We are either urged to purchase things the recipients don't really need or want or we are encouraged to buy gifts for ourselves. We make lists and hope the people reading the lists actually get what we have written. There is even a dilemma in making a list if there is no monetary amount set. Do we ask for that $100 gift we want or are we humble and ask for a new cookie sheet? (Actually, I could use a new cookie sheet.)
My ex-mother-in-law is no longer living, but it was useless to give her a list for my children when they were small. She always asked for the lists, but never paid attention to them. I would write 'purple slacks, size 4' but she would buy green ones in a size 6 so they would fit longer, of course. It became humorous after several years; I knew it wouldn't matter what I wrote.
I think we have all been guilty of the thought, "Well, I'm certain they will like what I get them better than what they wrote on their list" right? And I know we have all done the 'rush around the aisles and pick up something, anything, for that person we forgot.
The season also brings with it the opportunities to buy gifts for many adults and children less fortunate than us.

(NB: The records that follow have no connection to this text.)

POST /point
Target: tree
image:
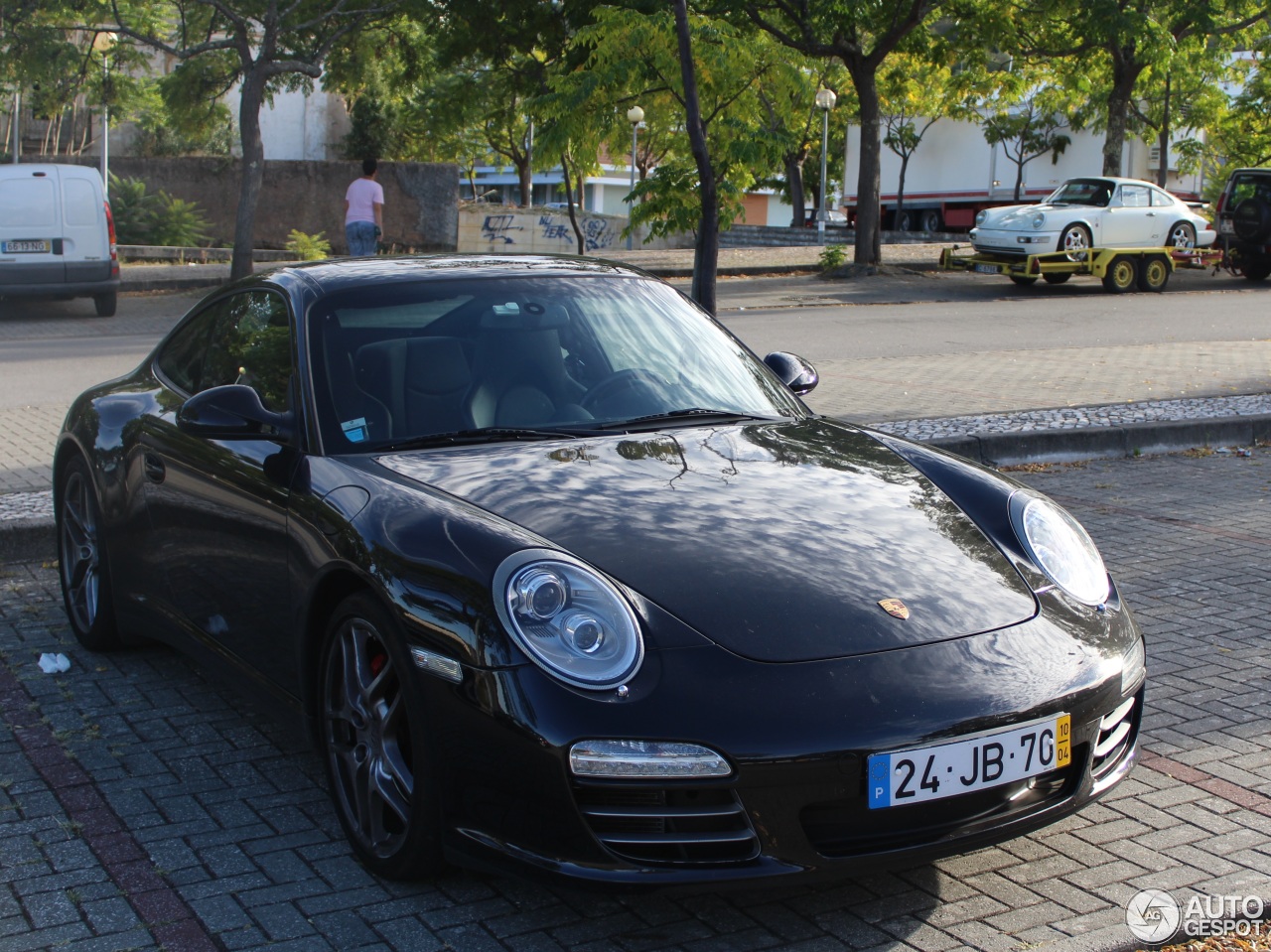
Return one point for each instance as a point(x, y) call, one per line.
point(1027, 131)
point(1131, 36)
point(862, 36)
point(261, 45)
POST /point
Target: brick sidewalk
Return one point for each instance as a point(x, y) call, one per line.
point(141, 806)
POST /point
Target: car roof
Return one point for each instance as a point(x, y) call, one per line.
point(339, 273)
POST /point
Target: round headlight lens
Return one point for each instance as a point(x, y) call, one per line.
point(1060, 548)
point(568, 617)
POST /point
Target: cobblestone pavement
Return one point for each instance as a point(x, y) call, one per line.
point(143, 806)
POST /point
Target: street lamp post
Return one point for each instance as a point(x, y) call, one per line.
point(825, 99)
point(635, 116)
point(102, 42)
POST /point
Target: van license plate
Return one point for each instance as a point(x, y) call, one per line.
point(24, 247)
point(972, 764)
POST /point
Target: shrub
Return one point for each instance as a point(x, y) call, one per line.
point(308, 247)
point(141, 217)
point(833, 255)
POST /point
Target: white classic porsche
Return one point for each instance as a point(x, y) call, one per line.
point(1092, 212)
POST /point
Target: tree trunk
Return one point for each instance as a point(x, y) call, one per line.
point(794, 177)
point(1124, 76)
point(252, 172)
point(525, 176)
point(1163, 141)
point(868, 184)
point(900, 190)
point(568, 198)
point(706, 255)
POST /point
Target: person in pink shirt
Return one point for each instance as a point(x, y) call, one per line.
point(363, 211)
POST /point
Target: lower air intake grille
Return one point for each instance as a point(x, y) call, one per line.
point(668, 825)
point(1116, 736)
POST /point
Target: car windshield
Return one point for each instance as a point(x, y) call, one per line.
point(522, 357)
point(1081, 191)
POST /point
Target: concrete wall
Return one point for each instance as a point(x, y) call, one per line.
point(512, 230)
point(421, 200)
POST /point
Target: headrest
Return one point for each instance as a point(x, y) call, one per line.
point(436, 365)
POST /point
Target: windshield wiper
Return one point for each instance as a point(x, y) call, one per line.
point(489, 434)
point(695, 413)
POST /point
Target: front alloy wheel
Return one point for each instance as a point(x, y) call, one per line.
point(373, 744)
point(81, 561)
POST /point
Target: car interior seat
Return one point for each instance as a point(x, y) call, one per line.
point(518, 372)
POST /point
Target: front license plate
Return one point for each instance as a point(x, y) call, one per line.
point(24, 247)
point(971, 764)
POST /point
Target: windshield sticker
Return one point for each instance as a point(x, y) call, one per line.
point(354, 430)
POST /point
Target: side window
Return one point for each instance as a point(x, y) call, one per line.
point(1134, 196)
point(239, 340)
point(252, 344)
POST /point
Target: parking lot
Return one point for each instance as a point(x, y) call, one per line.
point(143, 806)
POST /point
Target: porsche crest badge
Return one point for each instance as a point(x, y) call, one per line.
point(895, 608)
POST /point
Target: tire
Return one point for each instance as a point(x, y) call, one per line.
point(375, 745)
point(105, 304)
point(1257, 268)
point(1154, 273)
point(1122, 275)
point(1183, 234)
point(1251, 220)
point(81, 560)
point(1075, 239)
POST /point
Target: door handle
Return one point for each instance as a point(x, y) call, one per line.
point(154, 468)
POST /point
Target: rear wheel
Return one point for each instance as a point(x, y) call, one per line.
point(375, 744)
point(105, 304)
point(1121, 276)
point(81, 560)
point(1154, 273)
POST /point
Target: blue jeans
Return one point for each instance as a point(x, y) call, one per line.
point(361, 238)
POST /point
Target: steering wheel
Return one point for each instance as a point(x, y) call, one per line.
point(642, 390)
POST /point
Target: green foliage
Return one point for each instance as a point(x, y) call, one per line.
point(308, 247)
point(154, 218)
point(833, 257)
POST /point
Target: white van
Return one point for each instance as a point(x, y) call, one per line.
point(58, 235)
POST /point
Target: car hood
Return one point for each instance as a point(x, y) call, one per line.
point(1018, 217)
point(776, 540)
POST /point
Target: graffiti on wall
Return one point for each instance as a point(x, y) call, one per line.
point(498, 227)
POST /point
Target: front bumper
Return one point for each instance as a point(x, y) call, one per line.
point(795, 803)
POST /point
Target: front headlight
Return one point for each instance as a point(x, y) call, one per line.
point(1060, 547)
point(568, 619)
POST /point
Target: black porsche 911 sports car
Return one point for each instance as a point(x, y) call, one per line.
point(564, 579)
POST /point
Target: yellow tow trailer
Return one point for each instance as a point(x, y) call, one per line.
point(1120, 268)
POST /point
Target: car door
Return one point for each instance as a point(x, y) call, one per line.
point(218, 508)
point(1129, 221)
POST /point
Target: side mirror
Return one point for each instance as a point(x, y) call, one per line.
point(232, 412)
point(795, 372)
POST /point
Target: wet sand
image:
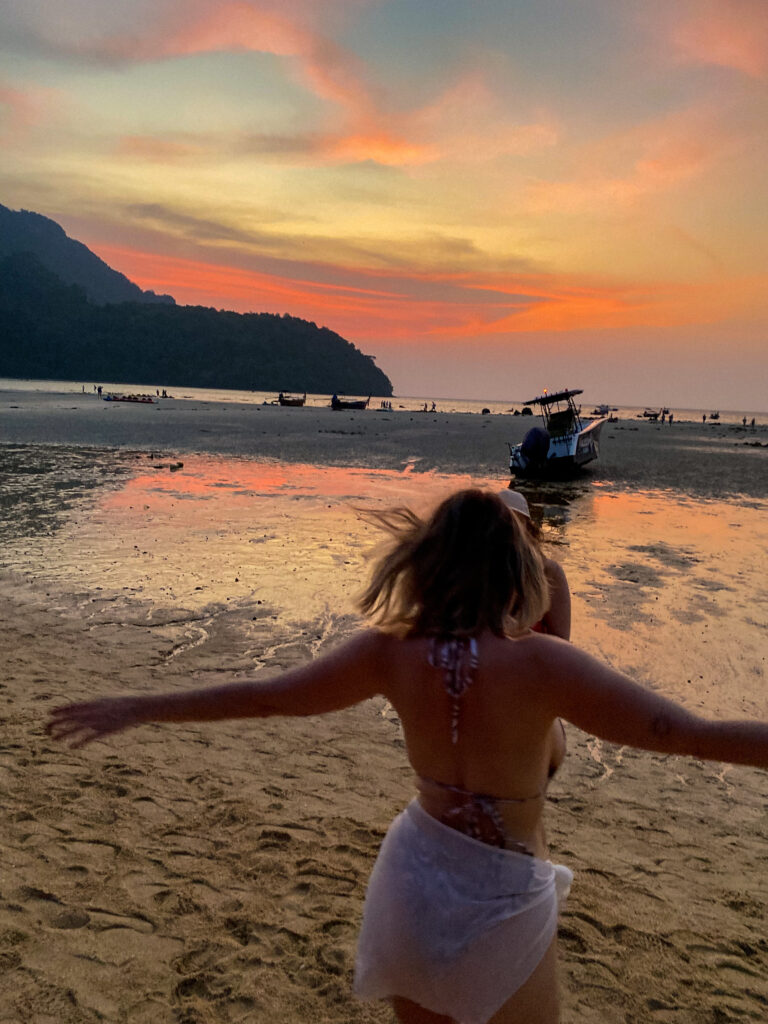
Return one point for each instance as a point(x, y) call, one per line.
point(217, 872)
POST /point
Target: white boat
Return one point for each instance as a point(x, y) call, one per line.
point(563, 444)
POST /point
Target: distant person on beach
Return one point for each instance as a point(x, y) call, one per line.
point(461, 912)
point(556, 620)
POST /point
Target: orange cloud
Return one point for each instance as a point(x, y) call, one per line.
point(398, 307)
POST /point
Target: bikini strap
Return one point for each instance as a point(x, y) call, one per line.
point(458, 658)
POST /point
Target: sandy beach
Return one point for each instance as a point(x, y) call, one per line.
point(216, 873)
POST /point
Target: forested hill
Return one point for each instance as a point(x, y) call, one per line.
point(50, 331)
point(22, 230)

Whether it is the change we drop into the red kettles or the lists we pick off a giving tree; either at church or some other organization.
If you notice, the title is about being a good gift-getter. That is probably more important than buying the correct gift. I have a few examples. My mother, whom I loved dearly was a terrible gift-getter. I have tried, on occasion, to analyze that, but aside from being of German heritage and not feeling worthy or being from a family of 9 children and growing up getting one item, I have never figured it out totally.
One Christmas stands out in my mind as the prime example. Mom had often made the statement that it seemed like a waste of electricity to heat the entire oven for 2 baked potatoes for her and Dad. I smugly thought I had the perfect gift: a toaster oven. Not a complicated one, just the right size.
On the other end of the spectrum was my firstborn, Kirk. He was excited about every gift. One of his 'small' gifts when he was 3 or 4, was a box of brown socks (obviously he needed new socks). When he opened it, he exclaimed, "Look, I got brown socks. Yay, brown socks."
Are you a good gift-getter? Do you smile and tell your grandchild you will use the rock he just gave you, as a paper weight on your desk or do you ask, as my mom did, "Now what am I gonna do with this?"
I had to teach Kalisha, who is blatantly truthful, how to be appreciative even if she already had 6 of the exact same thing. I didn't teach her to lie, but to say thank you and leave it at that. If she doesn't like it or it is a duplicate, she will give it to someone who will use it.
One more thought: Are you a good gift-getter of the most precious gift of all time? When God gave us his one and only Son, he really didn't want to hear, "What am I supposed to do with this?" or "Thanks, but I already have something similar." or "I really don't need this and don't think I will ever use it." or "Can I please exchange it for something a little more fun?"
It is the same with the spiritual gifts he has given each of us. Enjoy your gifts, embrace them, make use of them and be as happy with what you have been given as Kirk was, with his brown socks.
Merry Christmas and God's blessings to you.